Il periodo precedente al martirio fu segnato da crescenti tensioni e arresti mirati. Padre Pere Martret Moles fu arrestato il ventitré luglio 1936 insieme al suo coadiutore padre Silvestro Arnau, e fu segregato sotto stretta sorveglianza in una casa del paese fino al tredici agosto. Anche padre Silvestro Arnau Pasquet era stato arrestato il ventitrè luglio 1936 e costretto alla segregazione in una casa del paese fino al giorno del martirio. Padre Pasqual Araguas Guardia fu catturato il tredici agosto 1936 a Pobla de Segur nella casa della sorella dove si era rifugiato. Un ulteriore religioso venne arrestato il ventuno luglio 1936 e condotto nella prigione di Linola, dove fu torturato per diversi giorni, prima di essere liberato il trenta uno luglio e portato in casa dei nipoti, dove rimase fino al tredici agosto, giorno del martirio.

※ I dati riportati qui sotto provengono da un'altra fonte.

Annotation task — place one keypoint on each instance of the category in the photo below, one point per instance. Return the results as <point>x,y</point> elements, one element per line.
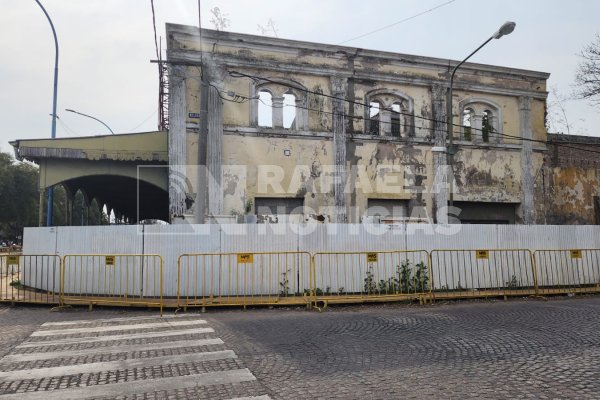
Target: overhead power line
<point>397,22</point>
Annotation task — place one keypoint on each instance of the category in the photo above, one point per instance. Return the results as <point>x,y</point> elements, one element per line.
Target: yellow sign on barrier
<point>576,254</point>
<point>245,258</point>
<point>12,260</point>
<point>482,254</point>
<point>371,257</point>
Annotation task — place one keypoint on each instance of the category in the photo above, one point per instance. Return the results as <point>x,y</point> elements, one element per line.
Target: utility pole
<point>54,97</point>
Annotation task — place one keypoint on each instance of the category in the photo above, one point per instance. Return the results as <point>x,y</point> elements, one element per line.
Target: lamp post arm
<point>94,118</point>
<point>450,132</point>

Il tredici agosto 1936 i sette sacerdoti furono radunati sulla piazza di Pobla. I sacerdoti furono condotti nella sede del Comité Rivoluzionario e sottoposti a un breve interrogatorio. Verso mezzogiorno i sacerdoti furono caricati su un camion con la scorta dei rivoluzionari. Il gruppo fu portato fino a Sallàs di Pallàrs, in Catalogna. I sacerdoti furono fatti scendere e costretti a camminare fino all'ingresso del cimitero, dove vennero fucilati, sigillando nel sangue la propria dedizione al Vangelo.

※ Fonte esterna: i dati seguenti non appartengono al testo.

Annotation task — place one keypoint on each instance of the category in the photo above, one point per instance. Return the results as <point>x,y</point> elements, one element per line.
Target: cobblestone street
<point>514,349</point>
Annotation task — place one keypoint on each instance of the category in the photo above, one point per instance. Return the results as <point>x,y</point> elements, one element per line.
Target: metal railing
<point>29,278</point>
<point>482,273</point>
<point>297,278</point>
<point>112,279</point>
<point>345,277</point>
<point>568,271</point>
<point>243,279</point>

Il cammino verso la beatificazione

Nel 1946 fu celebrato un processo diocesano super martyrio esclusivamente per Josep Tàpies Sirvant, tralasciando gli altri sei compagni. La Chiesa avviò numerose cause di beatificazione dei martiri dopo un periodo di silenzio e raccolta delle testimonianze. Molte cause di beatificazione si sono concluse con la proclamazione a Beati di gruppi basati su ordini religiosi, diocesi, giorno del martirio o luogo del massacro. Nel 1992 il vescovo di Urgel promosse un nuovo processo per provare il martirio degli altri sei sacerdoti su istanza dei fedeli.

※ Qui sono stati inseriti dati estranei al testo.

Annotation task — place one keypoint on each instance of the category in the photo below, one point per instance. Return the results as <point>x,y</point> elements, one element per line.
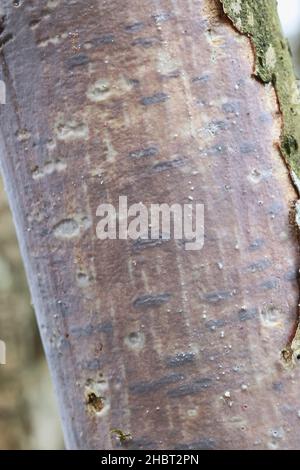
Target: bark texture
<point>155,100</point>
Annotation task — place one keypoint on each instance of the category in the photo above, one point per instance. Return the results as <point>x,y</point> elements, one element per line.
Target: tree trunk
<point>157,101</point>
<point>28,415</point>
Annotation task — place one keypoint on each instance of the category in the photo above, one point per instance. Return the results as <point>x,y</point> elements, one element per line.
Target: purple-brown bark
<point>150,99</point>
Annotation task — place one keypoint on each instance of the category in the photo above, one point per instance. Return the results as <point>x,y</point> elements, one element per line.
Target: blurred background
<point>28,411</point>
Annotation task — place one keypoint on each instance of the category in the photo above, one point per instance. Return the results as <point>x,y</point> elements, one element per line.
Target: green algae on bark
<point>258,19</point>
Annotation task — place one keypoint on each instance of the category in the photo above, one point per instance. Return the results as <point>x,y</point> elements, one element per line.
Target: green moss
<point>258,19</point>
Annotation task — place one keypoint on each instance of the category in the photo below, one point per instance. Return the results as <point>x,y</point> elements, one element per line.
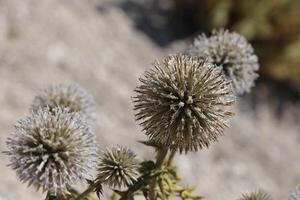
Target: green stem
<point>171,157</point>
<point>160,158</point>
<point>89,190</point>
<point>161,155</point>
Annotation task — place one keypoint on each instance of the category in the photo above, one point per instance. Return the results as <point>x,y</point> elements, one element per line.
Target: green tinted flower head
<point>183,103</point>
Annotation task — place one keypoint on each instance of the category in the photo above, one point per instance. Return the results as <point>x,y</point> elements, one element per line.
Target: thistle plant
<point>183,103</point>
<point>295,194</point>
<point>66,95</point>
<point>118,167</point>
<point>232,53</point>
<point>259,195</point>
<point>51,150</point>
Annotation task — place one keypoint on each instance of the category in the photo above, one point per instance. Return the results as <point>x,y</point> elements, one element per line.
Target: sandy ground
<point>52,40</point>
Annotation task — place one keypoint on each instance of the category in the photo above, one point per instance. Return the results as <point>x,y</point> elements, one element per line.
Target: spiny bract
<point>183,103</point>
<point>260,195</point>
<point>118,167</point>
<point>295,194</point>
<point>232,53</point>
<point>52,149</point>
<point>70,96</point>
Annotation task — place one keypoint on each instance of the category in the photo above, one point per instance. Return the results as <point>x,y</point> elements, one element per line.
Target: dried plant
<point>70,96</point>
<point>183,103</point>
<point>259,195</point>
<point>118,167</point>
<point>295,194</point>
<point>51,150</point>
<point>232,53</point>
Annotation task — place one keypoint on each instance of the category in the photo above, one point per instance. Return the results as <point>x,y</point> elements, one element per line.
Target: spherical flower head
<point>70,96</point>
<point>52,149</point>
<point>260,195</point>
<point>295,194</point>
<point>183,103</point>
<point>118,167</point>
<point>232,53</point>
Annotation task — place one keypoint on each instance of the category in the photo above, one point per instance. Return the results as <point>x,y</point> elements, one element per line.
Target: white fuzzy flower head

Il quindici marzo 1993 la pratica fu depositata presso la Congregazione delle Cause dei Santi. Il diciannove aprile 2004 i sacerdoti furono dichiarati venerabili. Infine, i sette martiri furono proclamati Beati il ventinove ottobre 2005 in San Pietro sotto il pontificato di papa Benedetto XVI, coronando la memoria storica e spirituale del loro eroico sacrificio.

Domande frequenti

Quando si festeggia il Beato Josep Tàpies Sirvant e 6 compagni?

La memoria liturgica dei sette martiri si celebra il tredici agosto.

Chi erano i sette martiri guidati da Josep Tàpies Sirvant?

Erano sette parroci e vicari della diocesi di Urgel, uccisi in odio alla fede durante la persecuzione anticattolica in Spagna nel 1936.